On enverra des cartes postales, parce que cela ne se fait plus et qu'on aime ce qui ne se fait plus. On ira écouter des Salve Regina dans des églises corses parce qu'on ne croit pas en Dieu et qu'on n'est pas Corse.
On reviendra avec des tas de trucs inutiles parce que l'utilitaire nous gave et que l'utile nous casse. Ce n'est pas que l'on se sente inutile, c'est qu'on veuille l'être. Etre inutilisable, pour ne pas être utilisé
On part, on ne quitte pas. On part en emportant ce qui nous importe. Des livres, des musiques, quelques idées, quelques visages.
On part pour prendre du champ, reprendre du souffle. Pour revenir avec un peu plus que ce que nous avions en partant. Un peu plus de livres, de musiques, d'idées, de visages.  Un peu plus de champ, un peu plus de souffle.
A dans dix jours...


De la vacance, de la liberté et de la prison...


On prend des vacances un peu comme naguère on allait, délibérément, en prison. Pour «prendre du champ», disons nous. Pour que les bruits du monde nous parviennent sans que nous puissions répondre à l’urgence qu’ils requièrent. Pour avoir vraiment le temps de les entendre, et d’en chercher le sens. Nous entendons, nous lisons, nous voyons -mais en vacance comme en prison, ne pouvons guère réagir, et moins encore agir. Or le pouvons-nous réellement, lorsque nous croyons le faire là où nous sommes accoutumés d'être et que nous faisons dans les règles ce qu'on nous demande de faire ?

Une semaine de vacances, un mois ou un an de prison, c’est une semaine, un mois ou un an sans agenda -sans manifestations, sans réunions, sans séances de travail ; pour autant, est-ce une semaine, un mois, ou un an, politiquement vides ? Là où le monde dont nous voulons changer se révèle le plus clairement à nous, c’est peut-être là où il croit nous priver le plus sûrement de toute possibilité d’agir sur lui -et à plus forte déraison, contre lui.
Et puis quoi ? Sommes nous si sûrs et si heureux de ce que nous faisons habituellement, qu’il nous faudrait en prendre le deuil lorsque nous ne pouvons plus le faire ? Sommes-nous si efficaces « ici » que nous serions impuissants « ailleurs » ? Sommes-nous si libres dans la rue, au travail, en famille, dans nos organisations, qu’il nous faudrait prendre la prison ou les vacances pour l’ombre de cette lumière ? De quoi la vacance ou la prison nous ampute-t-elle  ? Au fond, de rien, sinon de l’illusion d’agir.
La réalité nous rattrapera bien assez tôt, et ses agendas s'imposeront à nous bien assez tôt, pour que nous puissions nous autoriser à la fuir et à ne pas les remplir, pour ce court temps que l'on désigne par un mot, la vacance, qui signifie «vide». Ce qui serait ainsi « vide » serait le temps, et  il est  à la fois singulier et exemplaire que dans nos sociétés laborieuses, et d'un labeur contraint, et surorganisées, le temps qui devrait être libre soit désigné par un mot qui le qualifie de vide...
Tout le temps que la réalisé saccage est dans l'espace de ce mot qui fait de la liberté une absence.

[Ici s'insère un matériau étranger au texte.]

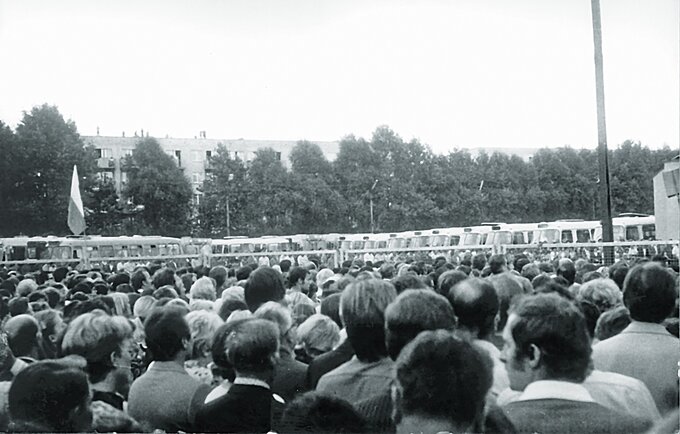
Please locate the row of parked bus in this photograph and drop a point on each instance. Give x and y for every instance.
(76, 249)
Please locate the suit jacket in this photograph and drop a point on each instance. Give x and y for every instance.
(244, 408)
(290, 377)
(647, 352)
(166, 397)
(565, 416)
(327, 362)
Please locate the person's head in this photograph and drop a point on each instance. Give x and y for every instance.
(448, 280)
(567, 269)
(530, 271)
(168, 336)
(612, 322)
(498, 264)
(264, 284)
(649, 292)
(162, 277)
(603, 293)
(408, 280)
(23, 335)
(203, 325)
(203, 289)
(318, 335)
(476, 305)
(618, 272)
(252, 347)
(315, 412)
(281, 316)
(443, 378)
(362, 309)
(106, 342)
(219, 273)
(50, 396)
(412, 312)
(545, 338)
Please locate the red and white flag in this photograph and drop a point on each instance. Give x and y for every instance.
(76, 213)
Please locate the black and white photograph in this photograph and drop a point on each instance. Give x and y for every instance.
(340, 216)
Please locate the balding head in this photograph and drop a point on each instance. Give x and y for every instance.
(22, 335)
(475, 303)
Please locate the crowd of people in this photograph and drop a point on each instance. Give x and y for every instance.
(477, 344)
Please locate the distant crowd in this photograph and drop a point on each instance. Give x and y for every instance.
(477, 343)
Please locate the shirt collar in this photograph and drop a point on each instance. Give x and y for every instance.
(552, 389)
(244, 381)
(646, 327)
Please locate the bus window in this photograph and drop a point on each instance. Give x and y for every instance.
(632, 233)
(582, 236)
(649, 232)
(106, 251)
(567, 236)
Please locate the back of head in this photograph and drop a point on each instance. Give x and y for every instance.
(557, 327)
(314, 412)
(612, 322)
(167, 333)
(219, 273)
(442, 377)
(476, 304)
(498, 264)
(448, 280)
(264, 284)
(414, 311)
(95, 336)
(649, 292)
(362, 308)
(50, 396)
(251, 346)
(203, 289)
(603, 293)
(22, 334)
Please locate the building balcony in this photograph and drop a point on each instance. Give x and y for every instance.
(106, 163)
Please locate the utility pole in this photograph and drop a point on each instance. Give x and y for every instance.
(603, 163)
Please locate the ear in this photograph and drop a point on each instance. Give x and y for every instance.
(534, 357)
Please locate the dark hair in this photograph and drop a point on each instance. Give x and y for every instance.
(448, 280)
(409, 280)
(476, 304)
(412, 312)
(315, 412)
(363, 305)
(497, 263)
(243, 273)
(45, 393)
(649, 292)
(162, 277)
(250, 345)
(612, 322)
(263, 285)
(478, 262)
(330, 306)
(618, 272)
(165, 328)
(296, 274)
(557, 327)
(457, 391)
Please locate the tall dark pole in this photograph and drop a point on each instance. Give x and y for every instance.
(605, 196)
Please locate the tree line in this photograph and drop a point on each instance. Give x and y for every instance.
(404, 183)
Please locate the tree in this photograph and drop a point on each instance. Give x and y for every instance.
(223, 188)
(158, 184)
(45, 150)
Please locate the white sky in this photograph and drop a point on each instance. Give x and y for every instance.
(452, 73)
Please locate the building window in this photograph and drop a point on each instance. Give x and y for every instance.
(104, 152)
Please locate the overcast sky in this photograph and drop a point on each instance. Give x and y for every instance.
(451, 73)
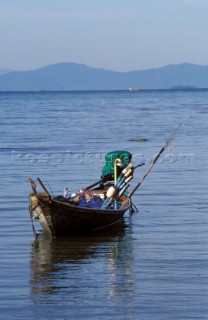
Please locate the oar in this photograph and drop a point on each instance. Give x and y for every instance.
(168, 143)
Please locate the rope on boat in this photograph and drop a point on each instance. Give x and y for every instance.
(32, 221)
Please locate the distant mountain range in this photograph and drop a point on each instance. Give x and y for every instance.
(73, 76)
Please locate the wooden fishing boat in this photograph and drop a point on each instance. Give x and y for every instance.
(60, 217)
(63, 215)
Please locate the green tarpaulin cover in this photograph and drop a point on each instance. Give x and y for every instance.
(110, 157)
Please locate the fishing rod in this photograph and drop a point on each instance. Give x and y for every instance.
(168, 143)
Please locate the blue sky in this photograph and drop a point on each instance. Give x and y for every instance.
(121, 35)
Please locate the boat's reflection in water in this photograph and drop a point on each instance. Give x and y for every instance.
(77, 265)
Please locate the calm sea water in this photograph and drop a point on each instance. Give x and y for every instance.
(155, 266)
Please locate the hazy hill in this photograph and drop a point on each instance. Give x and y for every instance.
(72, 76)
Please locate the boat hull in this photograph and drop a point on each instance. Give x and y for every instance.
(61, 218)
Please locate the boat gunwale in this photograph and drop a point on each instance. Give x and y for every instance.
(50, 200)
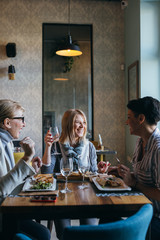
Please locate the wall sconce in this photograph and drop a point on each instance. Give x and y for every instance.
(11, 52)
(11, 72)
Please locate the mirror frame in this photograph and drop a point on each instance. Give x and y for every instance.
(92, 85)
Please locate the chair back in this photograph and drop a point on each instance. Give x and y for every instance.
(134, 227)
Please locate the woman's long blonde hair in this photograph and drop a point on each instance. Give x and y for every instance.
(68, 120)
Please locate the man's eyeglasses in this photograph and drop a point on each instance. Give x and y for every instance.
(19, 118)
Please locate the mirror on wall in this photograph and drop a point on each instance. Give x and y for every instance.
(67, 81)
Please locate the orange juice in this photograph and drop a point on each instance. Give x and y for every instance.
(18, 156)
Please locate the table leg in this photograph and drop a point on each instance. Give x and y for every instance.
(9, 227)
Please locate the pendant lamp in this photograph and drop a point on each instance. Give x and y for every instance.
(69, 49)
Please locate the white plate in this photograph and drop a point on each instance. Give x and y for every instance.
(29, 184)
(115, 189)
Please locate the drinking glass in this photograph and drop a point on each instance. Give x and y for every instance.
(83, 167)
(55, 133)
(66, 166)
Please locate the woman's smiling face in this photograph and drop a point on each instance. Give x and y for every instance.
(16, 125)
(79, 126)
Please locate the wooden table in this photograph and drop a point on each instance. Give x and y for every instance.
(77, 204)
(104, 152)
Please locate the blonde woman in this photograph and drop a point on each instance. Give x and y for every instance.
(11, 175)
(72, 143)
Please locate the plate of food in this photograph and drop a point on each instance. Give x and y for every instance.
(110, 183)
(76, 175)
(40, 182)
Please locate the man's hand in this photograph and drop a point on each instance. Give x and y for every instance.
(103, 166)
(127, 176)
(36, 164)
(28, 146)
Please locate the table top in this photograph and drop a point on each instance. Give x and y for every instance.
(105, 152)
(79, 203)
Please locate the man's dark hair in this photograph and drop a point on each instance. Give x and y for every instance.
(148, 106)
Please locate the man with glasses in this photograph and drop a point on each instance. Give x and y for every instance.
(11, 175)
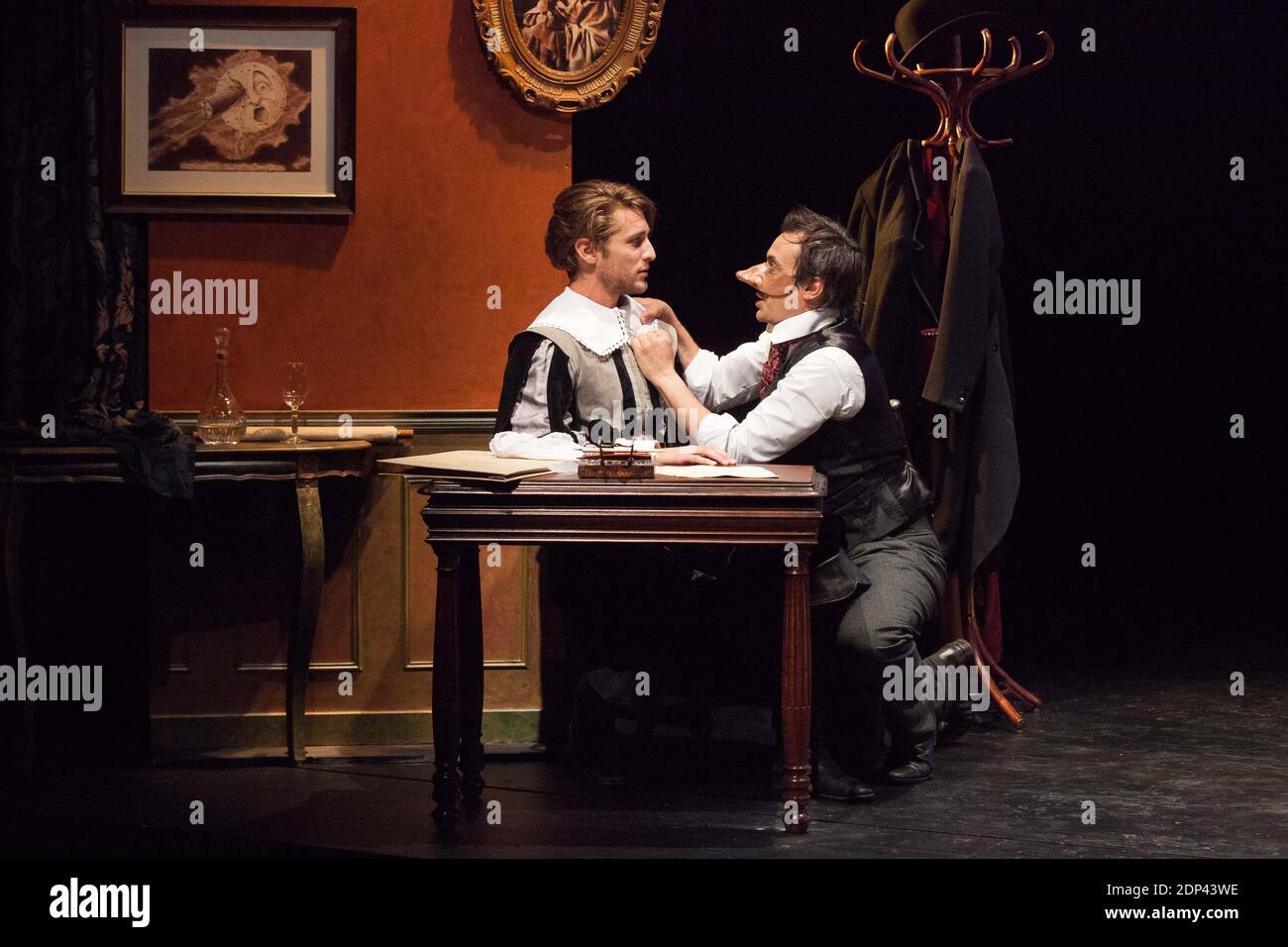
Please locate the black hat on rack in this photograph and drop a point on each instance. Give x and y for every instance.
(926, 27)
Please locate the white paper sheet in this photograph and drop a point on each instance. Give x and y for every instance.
(702, 472)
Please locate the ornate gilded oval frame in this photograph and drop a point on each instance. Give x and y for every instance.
(539, 82)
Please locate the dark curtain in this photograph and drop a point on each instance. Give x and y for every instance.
(73, 330)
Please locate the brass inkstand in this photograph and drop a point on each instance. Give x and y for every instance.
(618, 462)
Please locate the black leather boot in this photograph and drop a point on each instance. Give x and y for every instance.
(914, 731)
(829, 781)
(953, 716)
(919, 763)
(593, 732)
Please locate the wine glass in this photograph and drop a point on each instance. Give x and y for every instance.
(295, 389)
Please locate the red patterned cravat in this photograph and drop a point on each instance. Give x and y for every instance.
(771, 371)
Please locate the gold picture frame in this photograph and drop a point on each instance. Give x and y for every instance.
(567, 55)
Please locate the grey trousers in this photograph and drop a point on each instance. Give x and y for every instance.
(881, 626)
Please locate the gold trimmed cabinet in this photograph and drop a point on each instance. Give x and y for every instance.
(220, 630)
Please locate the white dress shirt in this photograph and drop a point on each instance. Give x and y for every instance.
(600, 329)
(825, 384)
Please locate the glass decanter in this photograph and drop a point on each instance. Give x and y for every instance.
(222, 421)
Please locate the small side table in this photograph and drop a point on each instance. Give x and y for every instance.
(304, 464)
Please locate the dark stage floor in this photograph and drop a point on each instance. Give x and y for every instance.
(1175, 770)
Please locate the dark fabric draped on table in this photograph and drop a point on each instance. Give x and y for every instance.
(73, 334)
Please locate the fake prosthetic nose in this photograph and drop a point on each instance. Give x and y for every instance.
(755, 277)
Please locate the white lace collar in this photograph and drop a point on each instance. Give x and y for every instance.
(600, 329)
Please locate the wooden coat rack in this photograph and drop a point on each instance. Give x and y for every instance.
(953, 90)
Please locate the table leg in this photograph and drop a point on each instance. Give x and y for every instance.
(797, 694)
(472, 677)
(447, 673)
(300, 646)
(11, 518)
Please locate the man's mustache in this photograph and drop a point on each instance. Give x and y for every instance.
(777, 295)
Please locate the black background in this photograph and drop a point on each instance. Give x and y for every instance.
(1120, 169)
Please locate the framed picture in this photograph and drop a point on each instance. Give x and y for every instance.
(231, 110)
(568, 54)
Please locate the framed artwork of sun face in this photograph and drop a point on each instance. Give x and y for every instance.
(567, 54)
(231, 110)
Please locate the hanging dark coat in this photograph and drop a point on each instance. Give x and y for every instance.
(969, 376)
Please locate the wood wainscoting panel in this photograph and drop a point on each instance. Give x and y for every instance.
(224, 624)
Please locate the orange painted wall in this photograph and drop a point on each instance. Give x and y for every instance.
(454, 187)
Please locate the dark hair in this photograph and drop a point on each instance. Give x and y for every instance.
(587, 210)
(829, 253)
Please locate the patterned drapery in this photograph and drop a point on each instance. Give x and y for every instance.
(72, 302)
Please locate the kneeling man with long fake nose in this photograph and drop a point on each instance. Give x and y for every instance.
(877, 570)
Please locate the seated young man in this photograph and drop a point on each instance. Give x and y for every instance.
(571, 379)
(822, 401)
(571, 376)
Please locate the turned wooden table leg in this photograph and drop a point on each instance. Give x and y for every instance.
(304, 626)
(472, 677)
(11, 519)
(797, 694)
(447, 681)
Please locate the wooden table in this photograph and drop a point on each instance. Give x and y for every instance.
(303, 464)
(561, 508)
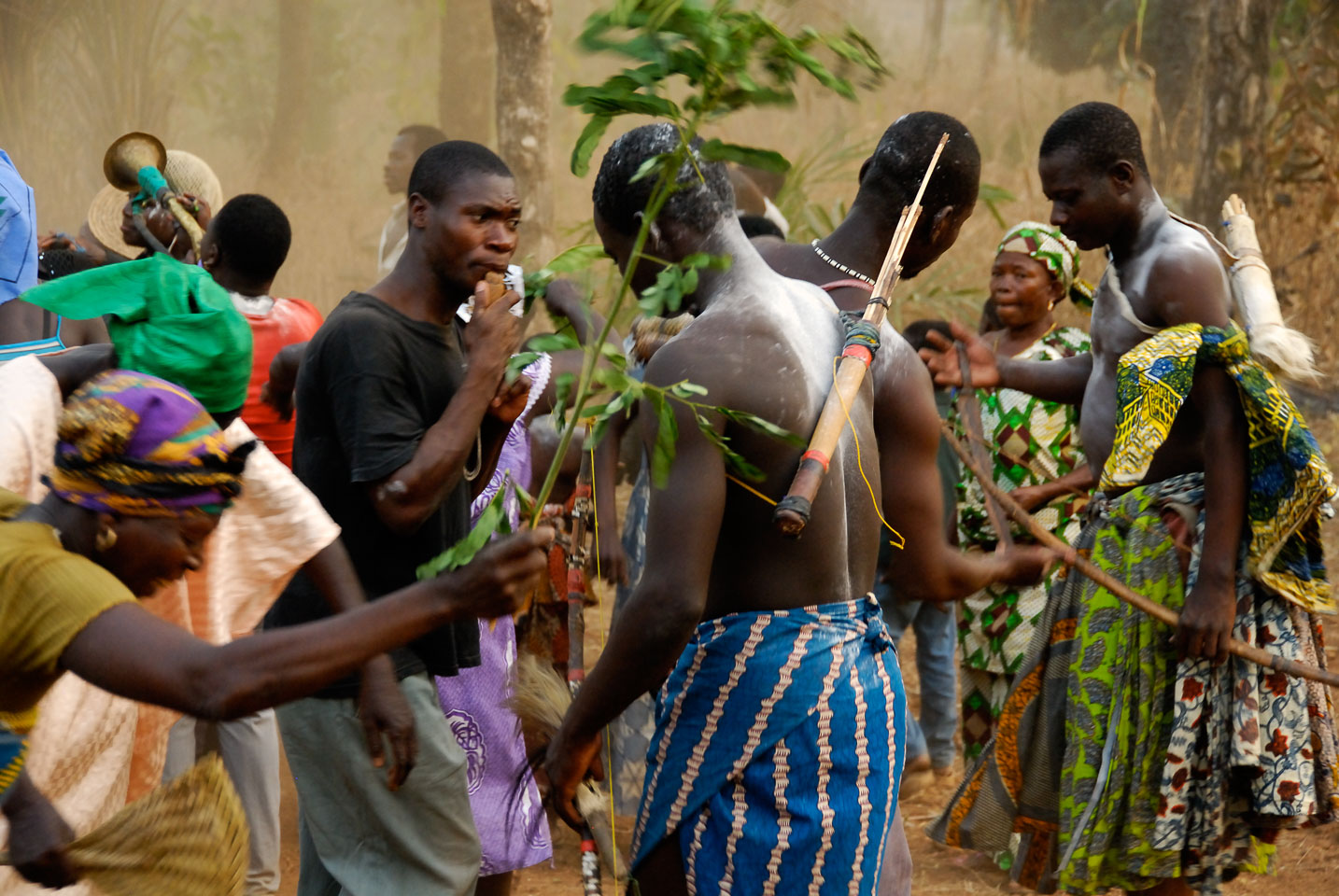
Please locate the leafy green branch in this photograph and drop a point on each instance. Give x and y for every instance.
(730, 59)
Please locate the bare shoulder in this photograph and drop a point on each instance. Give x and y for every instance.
(1187, 282)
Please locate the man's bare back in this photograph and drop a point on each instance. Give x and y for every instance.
(765, 344)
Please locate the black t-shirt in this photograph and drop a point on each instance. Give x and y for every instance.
(373, 382)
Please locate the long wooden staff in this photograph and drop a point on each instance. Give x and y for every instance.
(793, 511)
(596, 840)
(969, 410)
(1117, 587)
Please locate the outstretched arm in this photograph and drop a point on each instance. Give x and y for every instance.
(1054, 381)
(132, 652)
(928, 567)
(644, 643)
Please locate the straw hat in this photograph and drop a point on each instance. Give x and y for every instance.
(185, 173)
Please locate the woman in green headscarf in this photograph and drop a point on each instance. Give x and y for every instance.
(1036, 457)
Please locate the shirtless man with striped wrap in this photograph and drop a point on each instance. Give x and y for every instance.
(778, 748)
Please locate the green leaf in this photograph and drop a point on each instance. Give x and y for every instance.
(667, 434)
(579, 258)
(561, 390)
(715, 150)
(491, 521)
(759, 425)
(613, 355)
(705, 260)
(586, 142)
(650, 166)
(993, 197)
(685, 388)
(517, 363)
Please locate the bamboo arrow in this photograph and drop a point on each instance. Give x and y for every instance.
(793, 511)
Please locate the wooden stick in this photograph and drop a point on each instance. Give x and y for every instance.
(969, 410)
(793, 511)
(1117, 587)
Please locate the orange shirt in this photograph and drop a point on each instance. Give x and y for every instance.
(290, 320)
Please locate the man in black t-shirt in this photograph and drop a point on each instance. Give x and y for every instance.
(403, 409)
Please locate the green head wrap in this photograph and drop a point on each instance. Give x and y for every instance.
(166, 319)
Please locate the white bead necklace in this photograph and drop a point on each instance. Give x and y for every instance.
(849, 273)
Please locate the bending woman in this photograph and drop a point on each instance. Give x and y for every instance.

Ce temps ne s'en connaît plus qu'un seul : le présent. Mais Augustin a tort : le présent n'existe pas. Le présent, ce n'est que ce moment où le passé et l'avenir se rejoignent. Il n’y a pas de présent, sinon dans le moment immédiat de la mort. Le temps que je dise au présent, ce que j’ai dit est déjà dans le passé. Il n’y a que du passé et de l’avenir, de l’advenu et du non-encore advenu, et nous ne pouvons vivre avec l’un qu'en nous projetant dans l’autre, ou cesser de vivre –en créant du présent par le seul fait de ne plus être qu’au passé.
On se souhaite une bonne semaine de vacance.